A visitor who is here for more than 24 hours is Mr. HAC.
He is the consequence of a visit yesterday to an ecological friendly house in a suburb of Tokyo. In this house a couple was living very aware of the environment.
They had the Japanese version of an “eco-home”.

Rainwater from the roof was channelled into a large tank and this water was used to flush the toilets.
Heat accumulating under the metal roof of the house was forced by a ventilator into the house where it came out from grills in the floor.

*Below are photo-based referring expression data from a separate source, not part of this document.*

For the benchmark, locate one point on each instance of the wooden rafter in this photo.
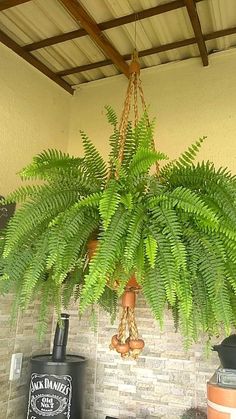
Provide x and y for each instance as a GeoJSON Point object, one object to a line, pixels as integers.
{"type": "Point", "coordinates": [113, 23]}
{"type": "Point", "coordinates": [193, 15]}
{"type": "Point", "coordinates": [220, 34]}
{"type": "Point", "coordinates": [6, 4]}
{"type": "Point", "coordinates": [6, 40]}
{"type": "Point", "coordinates": [144, 53]}
{"type": "Point", "coordinates": [95, 33]}
{"type": "Point", "coordinates": [150, 51]}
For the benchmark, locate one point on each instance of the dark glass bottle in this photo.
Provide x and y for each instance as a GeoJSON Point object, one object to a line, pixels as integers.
{"type": "Point", "coordinates": [60, 339]}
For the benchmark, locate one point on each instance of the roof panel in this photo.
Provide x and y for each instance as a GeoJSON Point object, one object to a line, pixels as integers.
{"type": "Point", "coordinates": [40, 19]}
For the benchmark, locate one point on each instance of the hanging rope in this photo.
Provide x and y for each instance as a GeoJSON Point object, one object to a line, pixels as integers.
{"type": "Point", "coordinates": [134, 91]}
{"type": "Point", "coordinates": [127, 341]}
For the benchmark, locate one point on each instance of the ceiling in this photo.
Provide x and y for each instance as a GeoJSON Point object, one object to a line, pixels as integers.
{"type": "Point", "coordinates": [74, 42]}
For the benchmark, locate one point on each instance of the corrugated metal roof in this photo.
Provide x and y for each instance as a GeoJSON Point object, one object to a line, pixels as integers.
{"type": "Point", "coordinates": [40, 19]}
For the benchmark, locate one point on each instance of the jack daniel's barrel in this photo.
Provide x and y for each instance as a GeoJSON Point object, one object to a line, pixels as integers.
{"type": "Point", "coordinates": [57, 385]}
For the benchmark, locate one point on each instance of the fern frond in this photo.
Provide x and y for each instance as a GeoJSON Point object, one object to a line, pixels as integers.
{"type": "Point", "coordinates": [49, 163]}
{"type": "Point", "coordinates": [93, 160]}
{"type": "Point", "coordinates": [151, 249]}
{"type": "Point", "coordinates": [109, 202]}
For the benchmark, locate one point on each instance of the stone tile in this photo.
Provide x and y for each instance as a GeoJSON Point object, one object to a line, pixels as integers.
{"type": "Point", "coordinates": [161, 384]}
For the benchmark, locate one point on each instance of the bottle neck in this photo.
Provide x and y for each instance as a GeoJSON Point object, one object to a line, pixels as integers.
{"type": "Point", "coordinates": [60, 339]}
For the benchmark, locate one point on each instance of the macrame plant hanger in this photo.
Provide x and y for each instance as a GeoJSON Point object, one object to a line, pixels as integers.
{"type": "Point", "coordinates": [127, 341]}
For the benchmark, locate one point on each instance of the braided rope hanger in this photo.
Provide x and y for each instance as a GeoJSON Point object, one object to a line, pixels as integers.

Meanwhile outside, the weather was awful. Rain and cold.
Yesterday was also the Tokyo Marathon and the thoughts were with all the athletes weathering these icy conditions.
But icy conditions were also dominant in this “eco-home”.
Outside the temperature was 5 degrees Centigrade (41 degrees Fahrenheit) and inside this beautiful house 15 degrees Centigrade (59 degrees Fahrenheit).
The friendly couple living in this house seemed not to be bothered by this uncomfortable temperature inside.
But the visitors slowly noticed the cold getting into the feet, into the skin and eventually as deep as into the bones.
Incapacitating the body. Making the movements like in slowmo.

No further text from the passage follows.